Bridal Veil Falls, photo courtesy of Keith Perry
Utah has the “greatest snow on Earth,” beautiful national parks and hikes that lead to breathtaking views. After 22 years in Utah, I've found myself enjoying the landscape more and more as I try new things. Whether you're new to Utah or your family's been here since the pioneers, get outside of your house and your comfort zone and go on an adventure. Now, I'm not saying you have to turn into a Teva-wearing, Nalgene-drinking, granola-type person. There are adventures to be had, even for eww-bugs-are-gross folks and I-hate-dirt people.
Wherever you are on the spectrum from indoorsy to outdoorsy, get out and enjoy what's left of Utah's incredible summer season (most of these activities are fall-friendly, too).
If you don't mind traveling, check out places like Brian Head, Flaming Gorge, Captitol Reef National Park, Zion National Park, Moab, and Bear Lake. If you want to save some gas, there are plenty of things to do and places to explore in Utah Valley.
Left to right: Battle Creek Canyon, Rock Canyon, slacklining; photos by Hannah Perry
Alpine Sliding Rock: an old-fashioned swimming hole with a rock waterslide. No, it doesn't hurt your bum. Quick tip: it can be crowded on Saturdays, so plan accordingly.
Provo River: perfect for tubing, rafting and kayaking. Don't forget a life jacket—it's required by law when floating down the river. The excursion takes a couple hours start to finish.
Sundance Resort: Robert Redford's resort in the north fork of Provo Canyon. Head up there for hiking, horseback riding, fly fishing, mountain biking, market shopping and an outdoor theater. Take a scenic lift ride up to Ray's Summit and enjoy incredible views of the mountain. (Click here for information on full moon rides.)
Timpanogos Cave: a fun place to explore after a quick but steep hike. Park rangers give hour-long tours through the cave system. Bring a jacket because temps are much cooler in the caves.
Rock climbing: one of the best ways to get in touch with nature. Grab your harnesses and people who know what they're doing and head to American Fork Canyon or Provo Rock Canyon to scale rocks. Both canyons have different level routes. Be safe!

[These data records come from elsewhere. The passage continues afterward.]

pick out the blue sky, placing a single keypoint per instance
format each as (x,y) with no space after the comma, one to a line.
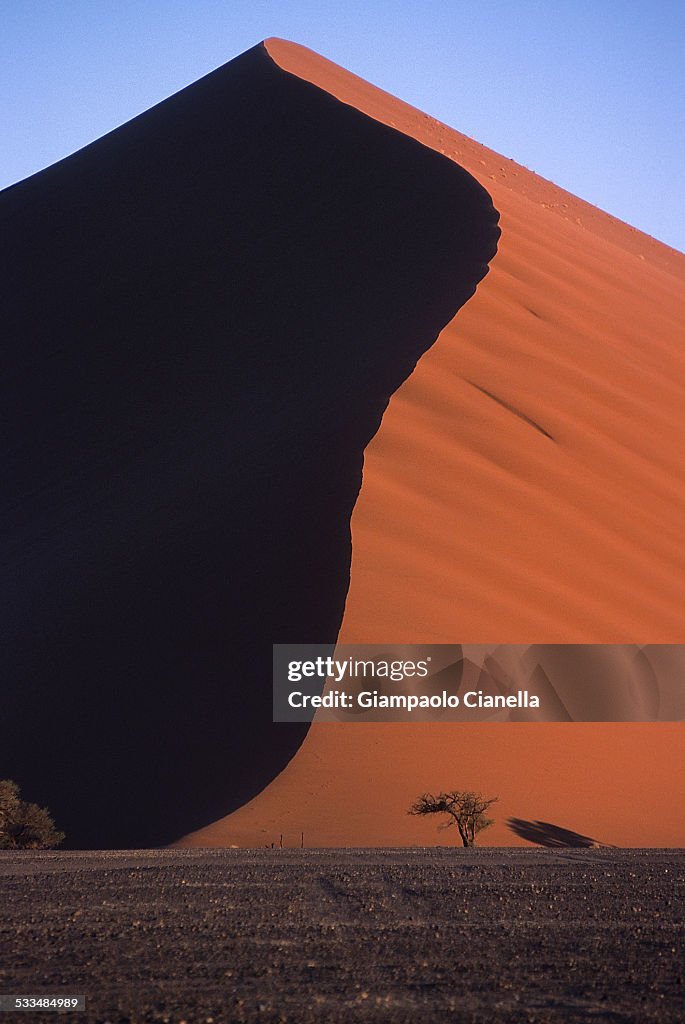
(590,94)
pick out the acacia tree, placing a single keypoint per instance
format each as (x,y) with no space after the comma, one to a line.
(23,825)
(465,809)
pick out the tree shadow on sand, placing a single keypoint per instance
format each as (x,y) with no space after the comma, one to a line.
(545,834)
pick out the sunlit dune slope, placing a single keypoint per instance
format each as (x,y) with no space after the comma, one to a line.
(205,312)
(526,485)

Canyon bonfires: ideal for enjoying summer nights. Cook up some foil dinners, roast some s'mores and have a grand ol' time up Provo Canyon (Vivian Park or Glen Canyon Park) or at Utah Lake (via the entrance from Center Street in Provo).

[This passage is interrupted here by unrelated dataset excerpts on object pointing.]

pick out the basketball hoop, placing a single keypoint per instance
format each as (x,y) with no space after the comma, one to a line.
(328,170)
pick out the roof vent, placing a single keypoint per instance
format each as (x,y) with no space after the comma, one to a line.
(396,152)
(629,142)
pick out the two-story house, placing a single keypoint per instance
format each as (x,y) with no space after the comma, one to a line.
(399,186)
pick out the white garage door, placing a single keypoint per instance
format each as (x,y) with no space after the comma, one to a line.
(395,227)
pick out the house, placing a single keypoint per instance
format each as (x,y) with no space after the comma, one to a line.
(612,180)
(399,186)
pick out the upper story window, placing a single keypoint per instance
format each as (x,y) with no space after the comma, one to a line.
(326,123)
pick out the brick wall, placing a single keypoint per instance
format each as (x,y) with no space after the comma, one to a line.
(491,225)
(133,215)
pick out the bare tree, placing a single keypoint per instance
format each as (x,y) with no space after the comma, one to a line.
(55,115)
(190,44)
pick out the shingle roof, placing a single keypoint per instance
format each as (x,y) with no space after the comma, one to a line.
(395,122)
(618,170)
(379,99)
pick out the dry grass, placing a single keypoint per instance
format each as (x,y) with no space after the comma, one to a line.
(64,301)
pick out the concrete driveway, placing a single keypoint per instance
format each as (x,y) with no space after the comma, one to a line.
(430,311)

Max Zipline: a tree-top canopy zipline tour through the mountains with views of Mt. Timpanogos and the Provo River.
Hiking: easier day hikes to places like Stewart Falls and Silver Lake and multi-day hikes on the Timpanookee Trail or Aspen Grove Trail. If you're feeling really adventurous, do a sunrise hike of Mt. Timp. I'd recommend starting around midnight so you get up to the top in time for the sun. (Don't forget flashlights. It seems obvious, but you'd be surprised how many people learn the hard way.)
Utah Valley has plenty of other ways to get out: Bike down the Provo River Parkway Trail or take on the Alpine Loop for some fun exercise, try trail running, find some hipsters slacklining and have them teach you, check out a farmers market and make fresh salsa, pack a picnic and head to one of Utah County's many parks or catch an outdoor movie.
Whatever activities you choose, just get outside and enjoy some fresh air. You'll be happier and healthier. Not to mention, it'll help you keep the kids busy before school starts up again.